The chronic undercoding problem

One of the less-discussed risks in E/M coding isn't overcoding: it's the opposite. Many providers default to 99213 out of an abundance of caution, even when their documentation clearly supports 99214 or higher. Providers who code their own notes tend toward conservative E/M levels, believing it reduces audit risk. In reality, this sort of "defensive coding" strategy suppresses legitimate revenue and poses its own compliance exposure.

Documentation best practices

Adequate documentation for billing 99213 doesn't have to be lengthy; it just has to be specific. Under current guidelines, the history and exam components are flexible; their extent is left to clinical judgment. What payers look for is a clear, coherent assessment and plan that maps directly to the MDM elements:

  • The provider documents the problem(s) addressed and their complexity
  • The provider documents any data reviewed or ordered, specifying each unique source or test.
  • The provider documents their treatment choices and their associated risk (e.g., "patient started on lisinopril 10mg for newly diagnosed hypertension as low-risk prescription initiation").

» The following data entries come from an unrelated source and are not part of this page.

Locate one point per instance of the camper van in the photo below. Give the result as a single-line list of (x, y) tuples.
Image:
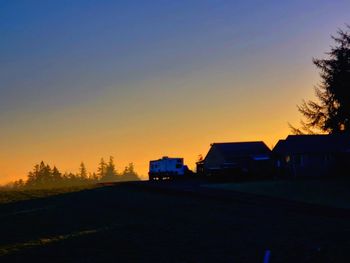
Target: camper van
[(167, 168)]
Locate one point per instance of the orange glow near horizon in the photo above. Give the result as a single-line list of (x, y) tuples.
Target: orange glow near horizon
[(146, 130)]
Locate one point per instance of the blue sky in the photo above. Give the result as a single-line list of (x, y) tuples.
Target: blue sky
[(111, 64)]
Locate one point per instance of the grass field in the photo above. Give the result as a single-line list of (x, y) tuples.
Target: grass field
[(9, 195), (323, 191)]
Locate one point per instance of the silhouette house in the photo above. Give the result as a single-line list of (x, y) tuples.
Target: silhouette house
[(236, 159), (308, 155)]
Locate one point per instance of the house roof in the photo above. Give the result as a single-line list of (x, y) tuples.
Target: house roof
[(313, 144), (231, 150)]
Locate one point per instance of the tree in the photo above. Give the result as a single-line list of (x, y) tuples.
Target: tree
[(101, 169), (83, 172), (111, 172), (331, 114), (129, 173)]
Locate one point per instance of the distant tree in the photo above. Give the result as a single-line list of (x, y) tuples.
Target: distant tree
[(101, 169), (129, 173), (83, 172), (93, 177), (331, 114), (56, 175), (111, 172)]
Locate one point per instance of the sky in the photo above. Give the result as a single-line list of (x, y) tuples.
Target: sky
[(138, 80)]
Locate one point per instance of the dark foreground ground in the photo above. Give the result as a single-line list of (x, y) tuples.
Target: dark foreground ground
[(170, 222)]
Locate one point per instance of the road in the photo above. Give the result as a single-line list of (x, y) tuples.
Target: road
[(170, 222)]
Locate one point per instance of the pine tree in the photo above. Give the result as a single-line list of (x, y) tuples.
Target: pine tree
[(111, 172), (129, 173), (331, 114), (83, 172), (101, 170)]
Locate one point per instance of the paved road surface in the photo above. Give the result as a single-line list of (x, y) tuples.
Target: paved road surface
[(169, 222)]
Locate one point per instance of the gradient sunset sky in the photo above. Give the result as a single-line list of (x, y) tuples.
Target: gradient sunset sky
[(81, 80)]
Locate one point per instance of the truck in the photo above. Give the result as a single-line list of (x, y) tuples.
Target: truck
[(167, 168)]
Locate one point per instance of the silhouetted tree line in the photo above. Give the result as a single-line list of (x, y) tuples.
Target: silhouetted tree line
[(45, 176)]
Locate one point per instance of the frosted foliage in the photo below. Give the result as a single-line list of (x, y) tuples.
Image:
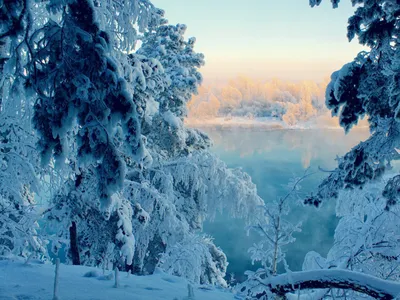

When billing by time, documentation must express the time explicitly: "Total encounter time: 23 minutes, including history review, examination, and documentation."

Most EHRs use templates that generate adequate documentation from structured data fields; these templates allow providers to generate satisfactory documentation more efficiently. 

Staying ahead of audits

Because 99213 is high-volume, payers keep an eye on coding frequency. 

How to ensure accurate billing for CPT code 99213

Traditional retrospective audits review only a sample of charts after claims have already been submitted, by which point preventable coding errors and documentation gaps are already out the door. 

This is why teams are shifting to comprehensive AI chart review at the pre-billing stage. By integrating a customized AI chart review models directly into a client EHR, RCM teams can ensure notes are accurately coded. This includes accurate E/M leveling: LLMs trained on medical billing and documentation can analyze provider documentation to ensure not only that documentation supports the E/M code; it can also determine whether the provider has selected the higher code supported by either time or MDM, leading to meaningful revenue gains over time.

The ultimate audit defense

CPT 99213 is straightforward in theory but nuanced in practice. Accurate use requires understanding the MDM and time pathways, documenting them clearly in the chart, and regularly auditing your coding patterns for both over- and under-coding risk. 

With Medicare reimbursements, commercial payer baselines, and audit exposure all riding on these decisions, there's significant value in getting it consistently right across every patient encounter.